The European Commission has given country-specific recommendations (CSRs) and economic policy guidance to all EU Member States for the next 12 to 18 months.

In February 2019, the Commission identified imbalances in 13 member states. Country-specific recommendations need appropriate follow-up to address these imbalances.

Based on in-depth reviews, the Commission concluded that 10 member states experience imbalances for the purposes of the macroeconomic imbalance procedure (Bulgaria, Croatia, France, Germany, Ireland, Portugal, the Netherlands, Romania Spain, and Sweden) and three member states experience excessive imbalances (Cyprus, Greece, and Italy).

According to the report, while a large number of member states has already embarked on various types of spending reviews (e.g. Cyprus, Estonia, Luxembourg, Slovakia and Spain), there is still scope to increase the use of such processes, expand their scope, improve the underpinning methodology and better link the reviews with the budgetary cycle.

In order to improve the functioning of the labour market, targeted interventions to strengthen the effectiveness of active labour market policies and/or to reinforce the capacity of employment services are recommended to Belgium, Bulgaria, Cyprus, Finland, Greece, Hungary, Ireland, Slovenia and Spain.

Poland, Portugal and Spain should tackle the high share of workers on temporary contracts, while promoting transitions towards open-ended jobs.

Recommendations to improve effectiveness, accessibility and sustainability of health care were addressed to Austria, Bulgaria, Cyprus, the Czech Republic, Greece, Finland, Hungary, Italy, Latvia, Lithuania, Malta, Poland, Romania, Slovakia and Slovenia.

Although progress in addressing investment barriers has been made both at national and at EU level, important barriers remain across countries and policy areas, the Commission said.

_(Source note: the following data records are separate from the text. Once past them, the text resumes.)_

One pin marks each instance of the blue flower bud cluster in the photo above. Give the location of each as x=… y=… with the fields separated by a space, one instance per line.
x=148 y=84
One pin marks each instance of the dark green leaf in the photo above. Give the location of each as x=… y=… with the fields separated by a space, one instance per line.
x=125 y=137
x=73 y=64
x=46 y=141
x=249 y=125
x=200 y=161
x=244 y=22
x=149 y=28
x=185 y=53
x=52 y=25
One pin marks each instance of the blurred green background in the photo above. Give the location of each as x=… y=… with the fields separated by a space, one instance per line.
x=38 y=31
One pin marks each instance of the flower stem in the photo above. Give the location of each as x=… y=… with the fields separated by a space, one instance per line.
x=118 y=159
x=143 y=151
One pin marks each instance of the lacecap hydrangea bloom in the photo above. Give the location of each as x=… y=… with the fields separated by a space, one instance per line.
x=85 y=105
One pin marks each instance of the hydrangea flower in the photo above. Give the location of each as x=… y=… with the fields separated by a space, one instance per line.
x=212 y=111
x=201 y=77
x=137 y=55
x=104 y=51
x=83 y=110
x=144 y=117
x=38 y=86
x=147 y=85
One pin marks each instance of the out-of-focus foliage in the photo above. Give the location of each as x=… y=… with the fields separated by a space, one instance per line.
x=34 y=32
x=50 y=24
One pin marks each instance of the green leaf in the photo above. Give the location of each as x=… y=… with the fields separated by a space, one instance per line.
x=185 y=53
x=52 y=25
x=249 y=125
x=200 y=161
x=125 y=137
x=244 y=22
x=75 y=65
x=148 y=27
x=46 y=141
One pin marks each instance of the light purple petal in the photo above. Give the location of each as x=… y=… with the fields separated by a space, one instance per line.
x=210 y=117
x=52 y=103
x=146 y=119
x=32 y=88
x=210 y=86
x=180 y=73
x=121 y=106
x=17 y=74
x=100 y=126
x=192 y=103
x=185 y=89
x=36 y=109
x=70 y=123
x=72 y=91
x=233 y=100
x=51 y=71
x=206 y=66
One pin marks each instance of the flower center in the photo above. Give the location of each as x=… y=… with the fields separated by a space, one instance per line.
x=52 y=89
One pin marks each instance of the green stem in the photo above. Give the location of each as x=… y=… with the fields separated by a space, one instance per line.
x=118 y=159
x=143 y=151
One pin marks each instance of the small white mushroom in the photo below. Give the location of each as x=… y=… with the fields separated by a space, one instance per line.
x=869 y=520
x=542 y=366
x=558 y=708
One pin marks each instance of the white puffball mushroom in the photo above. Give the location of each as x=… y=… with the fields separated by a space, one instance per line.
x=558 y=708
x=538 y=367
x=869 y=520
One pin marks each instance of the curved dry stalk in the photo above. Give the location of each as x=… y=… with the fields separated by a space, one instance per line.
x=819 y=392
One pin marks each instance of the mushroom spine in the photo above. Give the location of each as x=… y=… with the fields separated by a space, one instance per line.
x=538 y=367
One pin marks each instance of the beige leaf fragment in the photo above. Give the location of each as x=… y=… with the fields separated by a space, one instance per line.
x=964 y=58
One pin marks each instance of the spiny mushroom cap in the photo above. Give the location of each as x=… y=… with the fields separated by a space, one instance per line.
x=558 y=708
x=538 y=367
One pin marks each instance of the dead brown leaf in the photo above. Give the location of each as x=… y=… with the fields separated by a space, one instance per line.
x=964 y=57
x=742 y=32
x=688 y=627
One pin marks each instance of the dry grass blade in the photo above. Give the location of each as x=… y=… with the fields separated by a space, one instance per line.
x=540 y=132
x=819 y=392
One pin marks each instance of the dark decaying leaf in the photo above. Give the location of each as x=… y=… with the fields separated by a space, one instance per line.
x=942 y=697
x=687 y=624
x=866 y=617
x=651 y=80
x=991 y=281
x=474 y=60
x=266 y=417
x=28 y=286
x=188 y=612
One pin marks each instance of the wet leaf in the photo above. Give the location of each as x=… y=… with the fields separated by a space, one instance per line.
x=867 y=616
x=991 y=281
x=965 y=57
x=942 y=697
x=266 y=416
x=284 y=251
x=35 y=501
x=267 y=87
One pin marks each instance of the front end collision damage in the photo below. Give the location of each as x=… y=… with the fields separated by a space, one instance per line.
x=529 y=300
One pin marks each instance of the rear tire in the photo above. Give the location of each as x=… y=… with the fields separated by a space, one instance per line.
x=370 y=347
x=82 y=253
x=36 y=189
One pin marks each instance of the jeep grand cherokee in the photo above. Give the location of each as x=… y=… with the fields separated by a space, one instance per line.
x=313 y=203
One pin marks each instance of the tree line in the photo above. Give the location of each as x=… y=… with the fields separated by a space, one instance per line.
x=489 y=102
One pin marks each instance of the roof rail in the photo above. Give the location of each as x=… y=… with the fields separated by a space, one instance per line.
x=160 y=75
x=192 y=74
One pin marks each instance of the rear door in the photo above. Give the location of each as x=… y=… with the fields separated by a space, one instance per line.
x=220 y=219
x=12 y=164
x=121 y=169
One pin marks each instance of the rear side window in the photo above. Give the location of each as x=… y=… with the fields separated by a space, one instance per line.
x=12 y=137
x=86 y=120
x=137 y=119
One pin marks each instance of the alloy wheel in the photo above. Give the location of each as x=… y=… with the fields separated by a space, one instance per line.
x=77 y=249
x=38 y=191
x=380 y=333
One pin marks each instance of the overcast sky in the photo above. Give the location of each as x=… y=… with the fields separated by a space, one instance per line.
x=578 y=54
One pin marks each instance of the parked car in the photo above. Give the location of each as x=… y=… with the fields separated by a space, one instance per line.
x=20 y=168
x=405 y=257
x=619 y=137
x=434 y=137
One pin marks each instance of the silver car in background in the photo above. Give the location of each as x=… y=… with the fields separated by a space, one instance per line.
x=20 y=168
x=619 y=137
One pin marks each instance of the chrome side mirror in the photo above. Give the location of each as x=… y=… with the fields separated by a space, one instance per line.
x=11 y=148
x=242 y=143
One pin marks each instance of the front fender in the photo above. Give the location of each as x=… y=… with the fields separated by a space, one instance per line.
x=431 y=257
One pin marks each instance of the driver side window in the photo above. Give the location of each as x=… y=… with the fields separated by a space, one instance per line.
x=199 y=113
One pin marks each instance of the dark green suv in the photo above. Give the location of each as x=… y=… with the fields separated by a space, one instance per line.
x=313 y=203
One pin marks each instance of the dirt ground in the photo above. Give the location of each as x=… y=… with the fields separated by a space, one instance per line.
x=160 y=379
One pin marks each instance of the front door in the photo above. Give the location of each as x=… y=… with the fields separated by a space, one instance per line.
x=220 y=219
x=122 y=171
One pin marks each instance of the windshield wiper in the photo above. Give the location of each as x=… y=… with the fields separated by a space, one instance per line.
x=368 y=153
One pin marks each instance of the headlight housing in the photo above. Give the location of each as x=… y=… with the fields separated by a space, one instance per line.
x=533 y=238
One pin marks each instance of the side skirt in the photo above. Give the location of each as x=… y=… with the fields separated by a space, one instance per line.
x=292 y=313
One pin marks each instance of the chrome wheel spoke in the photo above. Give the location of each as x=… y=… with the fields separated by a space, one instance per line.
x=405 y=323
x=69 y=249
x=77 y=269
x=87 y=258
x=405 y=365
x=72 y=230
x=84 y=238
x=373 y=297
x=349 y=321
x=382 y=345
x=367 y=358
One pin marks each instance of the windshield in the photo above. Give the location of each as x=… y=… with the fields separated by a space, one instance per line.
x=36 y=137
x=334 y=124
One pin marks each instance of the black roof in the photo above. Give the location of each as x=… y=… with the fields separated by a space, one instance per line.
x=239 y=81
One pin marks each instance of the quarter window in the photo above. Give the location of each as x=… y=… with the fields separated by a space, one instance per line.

Skills shortages, institutional shortcomings and regulatory uncertainty remain among the main obstacles to investment in Bulgaria.

Unstable regulatory environment and insufficient availability of adequately skilled labour in some sectors remain the barriers in Poland. Weak business environment and access to finance are the main barriers in Cyprus.

In a number of Member States, notably in Austria, Cyprus, France, Germany, Malta, the Netherlands, Poland, additional efforts are needed towards meeting their greenhouse gas emission targets. Further investments in water and waste infrastructure are required in many Member States.

Supervision and enforcement of anti-money laundering frameworks remains an issue in several member states; country- specific recommendations are addressed to Bulgaria, Denmark, Estonia, Latvia, Malta and Sweden.

Country-specific recommendations are addressed to Bulgaria, Cyprus, Ireland, Italy, and Portugal to further reduce non-performing loans.

Further actions are also recommended to Bulgaria and Cyprus to strengthen the supervision of the non-banking financial sectors.

Brussels has adopted reports under Article 126(3) for 4 member states (Belgium, Italy, France and Cyprus), in which the Commission assesses their compliance with the debt or deficit criterion of the Treaty.

As an immediate next step, the Economic and Financial Committee is expected to formulate its opinion on the reports within two weeks.

“The Commission calls on the Council to endorse these country-specific recommendations and on member states to implement them fully and in a timely manner.”